Red Cell Exchange as Adjunctive Therapy for Babesiosis: Is it Really Effective?
Tannous T, Cheves TA, Sweeney JD
Transfusion medicine reviews. 2021
Abstract
Human babesiosis is a parasitic disease prevalent in the Northeastern and Midwestern United States (US). Treatment with antibiotics is the standard of care but red cell exchange (RCE) has been used as an adjunctive treatment in more severe disease. Data for the efficacy of RCE in the treatment of babesiosis has been based on case reports and case series. An English language literature search was conducted for cases of babesiosis treated with RCE since 1980 and relevant laboratory and clinical outcome data were extracted. Similar data were obtained on severe cases of babesiosis referred for RCE in our hospitals in the time period 2000 to 2020. Fifty reports including forty-one individual case reports and nine case series were retrieved. There were 108 patients that underwent RCE with an overall mortality rate of 20%. Some patients had more than one RCE. The patients varied in the level of anemia and evidence of compromise of renal or pulmonary function.

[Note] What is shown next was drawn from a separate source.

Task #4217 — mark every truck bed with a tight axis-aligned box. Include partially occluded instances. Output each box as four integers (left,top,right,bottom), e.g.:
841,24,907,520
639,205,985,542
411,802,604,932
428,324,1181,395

The pre-RCE level of parasitemia varied between 1.7% to 85% with the vast majority >10%. The post-RCE level of parasitemia varied between 1% to 10%. Since 2000, 32 patients were referred for RCE in our hospitals and RCE was performed on 23 of 32. There were more patients treated with RCE in the second decade as compared to the first decade, 19 versus 4 respectively. The overall mortality was 22% similar to the national data. Comparing the cohort treated with RCE to the 9 patients who were treated only with antibiotics, there were similar levels of parasitemia and laboratory parameters. The overall number of days needed to achieve a parasite count <1% was similar between the two cohorts and mortality for the antibiotics only cohort was 0%. More than 40 years after the first reported case of RCE in severe babesiosis it cannot be concluded that this adjunctive therapy favorably influences the clinical outcome. Since there is largely equipoise, a registry of severe patients treated with or without RCE could identify a benefit or otherwise.